Saturday 5 March 2011

The enemy within

Now I have seen it I wonder how I missed it all this time, I mean its nearly six foot high and even with taking into account the uneven surface of Bonsai Mountain and the extensive foliage, the fact that I have walked past this set of earthworks for the last 4 years without sensing they were there is a bit of a worry. This massive bunker complex built by foxes was finally unearthed at dusk yesterday when I was taking the magnificent seven for a leg stretch. Something up on the hill, just past the Wyrde Creature (still standing, Crom Fegg watches us) in a clearing below some rocky crags did not look right. Not the huge mound, that was too easy to spot.
My eye was drawn to this, a dead dog fox. Now when I first saw it I did think it was lay still watching us, but it was very dead. I am baffled by the dog foxes remains, only 24 hours old, maximum, it was intact, so sign of injury so not shot. No sign of fighting around it, no bite marks, no broken bones, ribs intact, the picture of health save for two things( three if you count bereft of life) its jaw was broken and both ears were missing. I called the Berners to my side in case there was some strange mutant Badger, who like King Kong could break the jaws of its enemies. Perhaps Badger Kong wears a necklace of fox ears. It was all very odd, presumably any trophy hunter would have taken the brush, and this young dog fox had a splendid one still on attached. Had it been run over and made it back to the Bonsai Mountain, but how did its jaw break and no other bone if hit by a vehicle, and it was recently, this was a well fed animal. And where were its ears! Unable to solve the puzzle of the dead fox I marvelled at the earthworks.
A serious amount of the inside of the Bonsai Mountain has been brought to the surface, seven main tunnel entrances are grouped together with a smaller perhaps emergency exit hidden away. Tracks and paths go off at various angles and by following some of them I found the remains of at least some of our hens, geese, turkeys and ducks. Other bigger bones are perhaps lambs. It is most likely that the occupants of these tunnels are the very same that tried to dig up Passion our recently deceased beagle. The final clue that this is fox, not badger, was the discovery of the latrine. A massive area amongst the gorse bushes pitted with shallow scrapes in the ground and carefully filled in with pooh. At key points on the trail the distinctive "scat" droppings warning other foxes that this ground is already taken.

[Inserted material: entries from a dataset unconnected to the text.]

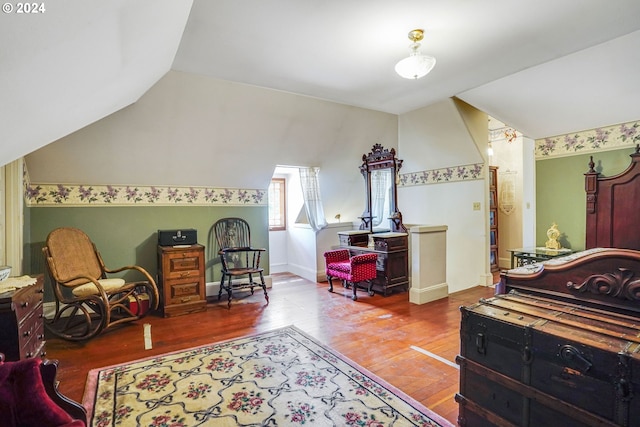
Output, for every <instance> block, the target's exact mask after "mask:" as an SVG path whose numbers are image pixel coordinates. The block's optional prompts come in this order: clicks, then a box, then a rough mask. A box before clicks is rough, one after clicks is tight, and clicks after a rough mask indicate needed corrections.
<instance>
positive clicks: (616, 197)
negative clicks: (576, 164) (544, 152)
mask: <svg viewBox="0 0 640 427" xmlns="http://www.w3.org/2000/svg"><path fill="white" fill-rule="evenodd" d="M630 156H631V164H630V165H629V167H628V168H627V169H626V170H625V171H624V172H622V173H620V174H618V175H615V176H611V177H602V176H600V174H599V173H598V172H596V171H595V169H594V166H595V164H594V163H593V156H591V161H590V162H589V172H587V173H585V174H584V176H585V191H586V192H587V230H586V235H587V238H586V245H585V248H586V249H591V248H597V247H602V248H623V249H636V250H640V221H638V216H639V215H638V214H639V213H640V164H639V163H640V146H636V150H635V152H634V153H633V154H631V155H630Z"/></svg>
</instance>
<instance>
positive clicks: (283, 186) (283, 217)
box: [269, 178, 287, 231]
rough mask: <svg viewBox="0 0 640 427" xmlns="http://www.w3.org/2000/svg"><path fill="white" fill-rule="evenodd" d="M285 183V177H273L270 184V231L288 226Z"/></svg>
mask: <svg viewBox="0 0 640 427" xmlns="http://www.w3.org/2000/svg"><path fill="white" fill-rule="evenodd" d="M285 184H286V181H285V179H284V178H273V179H272V180H271V185H269V231H278V230H286V228H287V211H286V204H285V201H286V200H287V198H286V192H285V187H286V186H285Z"/></svg>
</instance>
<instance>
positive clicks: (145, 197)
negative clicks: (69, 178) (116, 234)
mask: <svg viewBox="0 0 640 427" xmlns="http://www.w3.org/2000/svg"><path fill="white" fill-rule="evenodd" d="M24 183H25V190H24V198H25V203H26V204H27V206H30V207H33V206H131V205H135V206H150V205H155V206H267V190H256V189H237V188H210V187H175V186H166V187H164V186H150V187H145V186H133V185H125V186H118V185H66V184H33V183H30V182H29V181H28V180H27V179H25V180H24Z"/></svg>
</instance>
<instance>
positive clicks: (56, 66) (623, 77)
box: [0, 0, 640, 164]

All this is just 50 metres from our perimeter and almost within sight of Stalag 14 the chicken run. In the words of the outraged moral majority "something must be done". We have lost some 200 poultry since living here, it got to the point of us giving up having our own eggs as we could not afford the loses. So something will be done. Now we know where the foxes are living, and where they cross our boundary they will, sooner or later meet my new friend Mr Beretta, a very nice semi automatic three shotgun that arrived at Rock HQ today. It should give me a nice edge in any future encounter.